Buyer Due Diligence in NSW When Sellers Are in Dispute — What to Look For Early

As a buyer, you focus on the property: location, condition, price and potential. Yet sometimes, what’s happening in the sellers’ lives can be just as important. When sellers are separating, disputing an estate or involved in family conflict, those issues can spill into the transaction. Your aim is not to solve their dispute, but to avoid your purchase becoming collateral damage.

The first clue often appears in conversation. The agent might mention that “the vendors are divorcing” or that “the family is selling mum’s house”. None of this is inherently a problem, but it should prompt extra questions. You want to confirm that the right people are signing and that there is no one sitting in the background ready to lodge a caveat or seek an injunction at the last minute.
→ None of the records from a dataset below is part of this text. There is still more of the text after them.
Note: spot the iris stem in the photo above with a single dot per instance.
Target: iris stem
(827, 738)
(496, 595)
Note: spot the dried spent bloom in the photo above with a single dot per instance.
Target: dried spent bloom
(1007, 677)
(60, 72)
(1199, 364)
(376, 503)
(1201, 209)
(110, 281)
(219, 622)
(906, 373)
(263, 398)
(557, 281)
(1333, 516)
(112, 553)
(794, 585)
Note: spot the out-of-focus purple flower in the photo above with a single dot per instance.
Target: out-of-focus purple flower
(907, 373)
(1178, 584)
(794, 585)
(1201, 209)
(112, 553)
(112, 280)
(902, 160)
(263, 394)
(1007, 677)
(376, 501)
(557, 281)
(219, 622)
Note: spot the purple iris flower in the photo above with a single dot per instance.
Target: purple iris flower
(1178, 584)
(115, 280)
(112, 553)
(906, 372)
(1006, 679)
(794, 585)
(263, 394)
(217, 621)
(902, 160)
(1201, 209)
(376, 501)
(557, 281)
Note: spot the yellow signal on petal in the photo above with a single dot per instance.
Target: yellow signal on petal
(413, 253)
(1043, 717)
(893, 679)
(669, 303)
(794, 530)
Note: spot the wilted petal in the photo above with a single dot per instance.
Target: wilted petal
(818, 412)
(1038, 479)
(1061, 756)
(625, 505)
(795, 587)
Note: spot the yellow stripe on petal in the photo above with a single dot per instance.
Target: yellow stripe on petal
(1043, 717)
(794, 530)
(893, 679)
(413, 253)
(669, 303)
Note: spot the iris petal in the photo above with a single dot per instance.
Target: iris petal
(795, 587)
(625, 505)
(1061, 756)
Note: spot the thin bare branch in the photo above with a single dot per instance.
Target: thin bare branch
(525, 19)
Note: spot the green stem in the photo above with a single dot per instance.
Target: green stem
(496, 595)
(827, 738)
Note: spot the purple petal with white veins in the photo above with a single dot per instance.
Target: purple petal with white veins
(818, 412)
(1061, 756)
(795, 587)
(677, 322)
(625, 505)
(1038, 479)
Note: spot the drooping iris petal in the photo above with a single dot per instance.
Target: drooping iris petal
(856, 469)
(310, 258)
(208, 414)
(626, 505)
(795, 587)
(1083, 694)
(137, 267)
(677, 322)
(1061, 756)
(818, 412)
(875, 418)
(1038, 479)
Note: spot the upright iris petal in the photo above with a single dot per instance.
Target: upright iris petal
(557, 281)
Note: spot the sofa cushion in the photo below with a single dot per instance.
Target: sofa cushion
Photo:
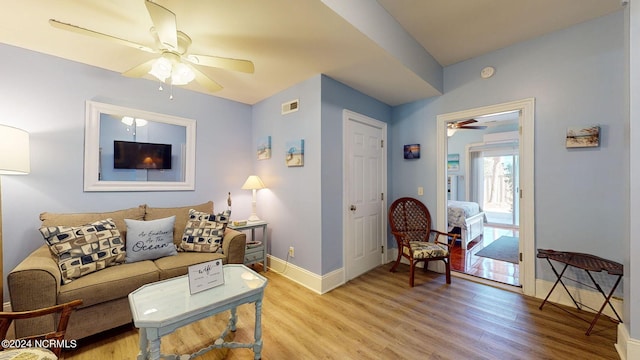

Your adviser will start with the title search. Do the names on title match the names on the contract? Are there any caveats, notices, or references to court orders? If two people are on title but only one is signing, why is that? In an estate sale, is the executor properly appointed, and are they the ones signing? If separation is involved, have any property orders been made by a court, or is the matter still unresolved?

If there are existing court orders, it is usually a good sign. Orders that the property be sold, that property be transferred, or that proceeds be held in a particular way mean a judge has already turned their mind to the issue. In those situations, your contract and settlement arrangements should be consistent with the orders. If there are no orders and the parties are clearly in dispute, the risk of something going wrong increases.

Practical contract protections can help. For example, you might require a warranty that there are no undisclosed caveats or injunctions, and that no one else has a right to prevent the sale. In complex cases, you might insist on written consent or acknowledgment from a non‑owning spouse or beneficiary who has an obvious interest. Your settlement date might also need to build in time for the sellers to obtain any necessary court approvals.

Imagine you are buying from an executor of an estate where one beneficiary is unhappy and has lodged a caveat. That caveat needs to be addressed before you can obtain clear title. Your contract could state that the executor must remove the caveat by a specified date, and that if they cannot, you may rescind and recover your deposit. You might also want to see any court proceedings that are on foot, so your adviser can assess whether there is any realistic risk of the sale being challenged.

Buying from sellers who are in dispute is not necessarily something to avoid. Sometimes it is the reason the property is available and the price is realistic. But you should not be the last one to know there is a problem. Good due diligence brings the issues to the surface early, lets you price the risk, and ensures your contract and timing reflect the reality behind the “for sale” sign.

Declaration: This article provides general information for NSW purchasers and is not legal advice. You should obtain advice specific to your purchase and the seller’s circumstances before signing a contract.